Os Anjos do Caminho

A porta do metrô se abriu. Do lado de fora ela me olhava fixamente, como se estivesse me esperando. Ignorava os empurrões da multidão e não tirava os olhos de mim. Cabelos brancos, cachorro no colo. Acenou e fez um gesto como se dissesse “siga-me”.

Tentei acompanhá-la transpondo as escadas, atrevessando espaços estreitos me desviando das pessoas… Eu não tinha escolha, estava assustada e não conhecia ninguém. Entrei naquela por falta de opção e pra valer.  Ela dobrou uma, duas, três esquinas e então…parou!  Apontou para o final de beco.
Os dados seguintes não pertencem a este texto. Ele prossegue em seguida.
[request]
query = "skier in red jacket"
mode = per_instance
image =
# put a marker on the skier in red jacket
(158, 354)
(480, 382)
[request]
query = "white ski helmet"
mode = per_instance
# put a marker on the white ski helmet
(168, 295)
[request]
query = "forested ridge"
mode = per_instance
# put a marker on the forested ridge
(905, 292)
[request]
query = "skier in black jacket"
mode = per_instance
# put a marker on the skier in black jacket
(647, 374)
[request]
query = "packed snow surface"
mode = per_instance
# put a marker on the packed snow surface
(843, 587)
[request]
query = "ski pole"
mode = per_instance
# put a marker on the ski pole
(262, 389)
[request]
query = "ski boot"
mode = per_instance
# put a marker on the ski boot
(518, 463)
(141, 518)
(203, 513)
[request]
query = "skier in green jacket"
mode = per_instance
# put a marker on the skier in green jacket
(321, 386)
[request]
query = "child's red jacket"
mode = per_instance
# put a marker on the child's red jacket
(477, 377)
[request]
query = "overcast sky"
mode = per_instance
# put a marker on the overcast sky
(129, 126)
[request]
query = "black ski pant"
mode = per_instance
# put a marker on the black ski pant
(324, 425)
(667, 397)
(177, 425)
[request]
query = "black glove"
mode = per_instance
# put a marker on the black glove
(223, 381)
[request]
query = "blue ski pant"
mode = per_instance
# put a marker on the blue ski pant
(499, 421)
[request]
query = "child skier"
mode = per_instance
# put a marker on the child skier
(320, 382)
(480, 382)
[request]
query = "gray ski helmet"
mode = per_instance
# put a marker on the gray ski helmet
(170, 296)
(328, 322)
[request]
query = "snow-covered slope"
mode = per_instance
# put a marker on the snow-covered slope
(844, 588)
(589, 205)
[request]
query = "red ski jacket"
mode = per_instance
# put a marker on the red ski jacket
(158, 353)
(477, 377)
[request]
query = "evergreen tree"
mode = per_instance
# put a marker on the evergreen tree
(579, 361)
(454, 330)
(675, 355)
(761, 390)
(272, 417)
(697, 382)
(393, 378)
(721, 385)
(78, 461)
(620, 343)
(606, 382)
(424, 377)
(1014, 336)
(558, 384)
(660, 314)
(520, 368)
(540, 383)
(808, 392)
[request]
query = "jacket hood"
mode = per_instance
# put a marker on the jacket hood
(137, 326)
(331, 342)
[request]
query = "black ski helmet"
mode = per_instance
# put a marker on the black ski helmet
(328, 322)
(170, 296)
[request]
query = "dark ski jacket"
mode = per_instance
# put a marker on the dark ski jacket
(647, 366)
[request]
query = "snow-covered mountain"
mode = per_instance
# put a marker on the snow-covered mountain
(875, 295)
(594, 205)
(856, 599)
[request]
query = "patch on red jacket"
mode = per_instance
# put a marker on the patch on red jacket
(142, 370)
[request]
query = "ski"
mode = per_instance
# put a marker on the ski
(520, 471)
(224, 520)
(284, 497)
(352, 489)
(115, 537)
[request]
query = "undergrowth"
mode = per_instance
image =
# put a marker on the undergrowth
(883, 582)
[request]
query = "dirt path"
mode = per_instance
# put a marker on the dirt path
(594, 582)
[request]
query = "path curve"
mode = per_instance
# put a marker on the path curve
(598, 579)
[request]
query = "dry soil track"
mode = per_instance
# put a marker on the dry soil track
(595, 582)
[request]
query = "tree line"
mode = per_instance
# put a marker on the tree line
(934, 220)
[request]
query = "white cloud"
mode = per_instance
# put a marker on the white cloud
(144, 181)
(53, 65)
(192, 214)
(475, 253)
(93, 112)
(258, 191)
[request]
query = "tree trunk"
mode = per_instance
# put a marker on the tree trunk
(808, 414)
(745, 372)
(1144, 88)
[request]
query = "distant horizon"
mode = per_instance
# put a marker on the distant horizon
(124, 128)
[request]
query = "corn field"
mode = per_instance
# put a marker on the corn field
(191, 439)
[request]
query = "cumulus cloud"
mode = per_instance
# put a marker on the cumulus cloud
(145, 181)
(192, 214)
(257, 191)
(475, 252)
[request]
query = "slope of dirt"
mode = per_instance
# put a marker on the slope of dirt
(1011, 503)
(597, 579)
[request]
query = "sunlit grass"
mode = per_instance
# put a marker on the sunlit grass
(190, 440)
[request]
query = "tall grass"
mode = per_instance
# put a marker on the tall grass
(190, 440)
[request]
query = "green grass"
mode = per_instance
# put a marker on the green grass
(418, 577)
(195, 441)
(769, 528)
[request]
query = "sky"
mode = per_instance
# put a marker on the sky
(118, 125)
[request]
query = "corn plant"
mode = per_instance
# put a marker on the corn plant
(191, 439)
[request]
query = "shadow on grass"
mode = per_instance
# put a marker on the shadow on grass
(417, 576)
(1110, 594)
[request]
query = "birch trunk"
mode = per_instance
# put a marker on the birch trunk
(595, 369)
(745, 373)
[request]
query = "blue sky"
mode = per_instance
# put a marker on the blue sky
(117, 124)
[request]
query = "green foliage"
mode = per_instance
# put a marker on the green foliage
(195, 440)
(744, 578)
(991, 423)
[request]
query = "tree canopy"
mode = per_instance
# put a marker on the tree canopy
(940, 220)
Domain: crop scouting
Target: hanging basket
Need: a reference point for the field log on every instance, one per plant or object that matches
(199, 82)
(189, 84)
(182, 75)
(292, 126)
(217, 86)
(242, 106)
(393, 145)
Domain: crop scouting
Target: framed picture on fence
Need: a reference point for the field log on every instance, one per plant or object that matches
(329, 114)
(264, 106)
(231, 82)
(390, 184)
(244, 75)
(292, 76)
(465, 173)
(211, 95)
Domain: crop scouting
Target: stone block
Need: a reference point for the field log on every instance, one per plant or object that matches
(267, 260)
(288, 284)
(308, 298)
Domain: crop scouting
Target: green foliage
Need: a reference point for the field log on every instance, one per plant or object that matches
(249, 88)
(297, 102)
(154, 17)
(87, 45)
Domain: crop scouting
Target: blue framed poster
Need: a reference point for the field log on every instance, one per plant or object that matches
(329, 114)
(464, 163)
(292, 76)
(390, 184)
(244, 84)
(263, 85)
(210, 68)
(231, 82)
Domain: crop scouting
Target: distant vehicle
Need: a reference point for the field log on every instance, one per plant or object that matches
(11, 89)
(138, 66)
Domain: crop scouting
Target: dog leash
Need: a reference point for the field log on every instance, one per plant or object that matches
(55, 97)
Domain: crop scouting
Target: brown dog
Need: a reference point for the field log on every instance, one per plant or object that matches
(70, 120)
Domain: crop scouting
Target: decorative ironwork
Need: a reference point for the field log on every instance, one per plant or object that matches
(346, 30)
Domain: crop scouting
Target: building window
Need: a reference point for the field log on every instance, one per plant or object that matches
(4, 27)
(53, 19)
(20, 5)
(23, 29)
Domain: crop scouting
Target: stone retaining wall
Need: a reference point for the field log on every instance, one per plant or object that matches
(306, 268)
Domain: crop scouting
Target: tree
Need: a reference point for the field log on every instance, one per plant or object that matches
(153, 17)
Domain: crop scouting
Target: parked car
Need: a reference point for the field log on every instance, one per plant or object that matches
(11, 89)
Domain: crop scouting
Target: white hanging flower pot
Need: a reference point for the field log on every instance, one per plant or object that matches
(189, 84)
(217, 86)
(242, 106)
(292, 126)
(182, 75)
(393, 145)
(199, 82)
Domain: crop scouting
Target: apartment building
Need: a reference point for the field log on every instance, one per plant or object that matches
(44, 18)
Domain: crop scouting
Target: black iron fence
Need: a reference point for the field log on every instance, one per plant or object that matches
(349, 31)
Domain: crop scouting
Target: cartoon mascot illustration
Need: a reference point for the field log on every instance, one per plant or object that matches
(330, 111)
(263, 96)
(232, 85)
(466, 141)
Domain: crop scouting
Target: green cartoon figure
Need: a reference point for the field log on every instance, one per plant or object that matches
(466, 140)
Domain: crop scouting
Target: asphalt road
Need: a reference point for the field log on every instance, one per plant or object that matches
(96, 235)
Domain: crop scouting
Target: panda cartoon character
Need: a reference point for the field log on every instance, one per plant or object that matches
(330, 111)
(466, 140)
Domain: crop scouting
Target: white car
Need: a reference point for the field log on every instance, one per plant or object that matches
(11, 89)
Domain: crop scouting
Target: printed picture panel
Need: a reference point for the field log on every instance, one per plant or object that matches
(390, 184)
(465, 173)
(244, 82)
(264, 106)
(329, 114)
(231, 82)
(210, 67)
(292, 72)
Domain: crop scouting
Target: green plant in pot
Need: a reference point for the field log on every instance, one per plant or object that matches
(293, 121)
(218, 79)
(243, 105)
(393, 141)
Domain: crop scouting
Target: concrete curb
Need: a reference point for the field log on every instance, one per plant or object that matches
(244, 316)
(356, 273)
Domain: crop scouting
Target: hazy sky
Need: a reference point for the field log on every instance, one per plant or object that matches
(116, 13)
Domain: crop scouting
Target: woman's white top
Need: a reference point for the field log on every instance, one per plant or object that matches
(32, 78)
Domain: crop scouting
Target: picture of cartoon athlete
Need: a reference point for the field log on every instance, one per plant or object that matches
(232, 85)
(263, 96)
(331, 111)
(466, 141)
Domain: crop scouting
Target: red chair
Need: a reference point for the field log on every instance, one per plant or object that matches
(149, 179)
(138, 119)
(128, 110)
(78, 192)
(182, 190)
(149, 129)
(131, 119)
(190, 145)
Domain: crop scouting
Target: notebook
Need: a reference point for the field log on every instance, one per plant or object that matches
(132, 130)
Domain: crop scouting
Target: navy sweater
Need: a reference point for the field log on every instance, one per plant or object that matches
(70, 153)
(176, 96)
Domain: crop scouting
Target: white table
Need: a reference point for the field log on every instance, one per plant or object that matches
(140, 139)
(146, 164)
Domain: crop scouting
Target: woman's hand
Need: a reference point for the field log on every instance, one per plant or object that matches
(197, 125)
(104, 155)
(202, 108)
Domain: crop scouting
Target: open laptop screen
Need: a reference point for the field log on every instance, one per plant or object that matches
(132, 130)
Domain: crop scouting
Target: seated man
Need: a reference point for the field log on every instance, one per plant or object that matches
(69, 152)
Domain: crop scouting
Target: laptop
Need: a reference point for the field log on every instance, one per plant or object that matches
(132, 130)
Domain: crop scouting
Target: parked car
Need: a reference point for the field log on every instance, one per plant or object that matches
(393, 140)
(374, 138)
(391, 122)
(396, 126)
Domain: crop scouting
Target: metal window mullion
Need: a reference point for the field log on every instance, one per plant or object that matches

— Allez! – disse aquela mulher de figura tão francesa… [segundo o estereótipo que a maioria de nós confere aos franceses, né]. “Allez” é o nosso “vá”. E lá estava ele… O lugar onde eu ia me instalar em segurança, o  único espaço com uma cama disponível na cidade aquela noite na cidade. Era um albergue nos limites de Paris. Se o mundo já era desconhecido para mim, imagina um bairro afastado em Paris. Passava das 21h, fazia frio e chuviscava. Tudo escuro já.

Viajante de primeira viagem

Essa foi a largada para minha primeira grande viagem. Eu vinha de uma hora em pé dentro de um metrô em pane nos subterrâneos de Paris. Nunca tinha feito uma viagem internacional sozinha. Penava metida num casaco pesado, trazendo a mochila estufada com o desnecessário.

Eu era inexperiente. Chorei discretamente encostada num dos apoios de alumínio do vagão, morrendo de calor e medo. Eu quis desistir de continuar viajando, talvez tivesse dado um passo maior que a perna. Até que a porta se abriu na última estação nos limites da cidade e ela não deixou abandonar o sonho.

Não faço a mínima ideia de que, ela era, de como se posicionou justamente na porta de onde eu sairia e de onde vinha aquela certeza de que eu precisava de ajuda. Mas nunca me desencantei da crença de que ela estava ali por mim.

Metrô em Paris (foto de Lee Banchflower unsplash)

Protetores desconhecidos

Meu primeiro anjo do caminho, a senhora do metrô, sumiu sem que eu pudesse agradecer. Foi há muitos anos. Sem seu estranho incentivo, eu não conheceria os outros anjos. Como as resilientes mulheres da família de Jurga, que me acolheram em sua terra lituana recuperada da condição de fazenda coletiva soviética; ou seu generoso marido Martynas, criado perto de uma base secreta de mísseis nucleares e cuja avó perdeu seu recém-nascido num trem para a Sibéria num difícil, quando a Lituânia era dominada pela União Soviética.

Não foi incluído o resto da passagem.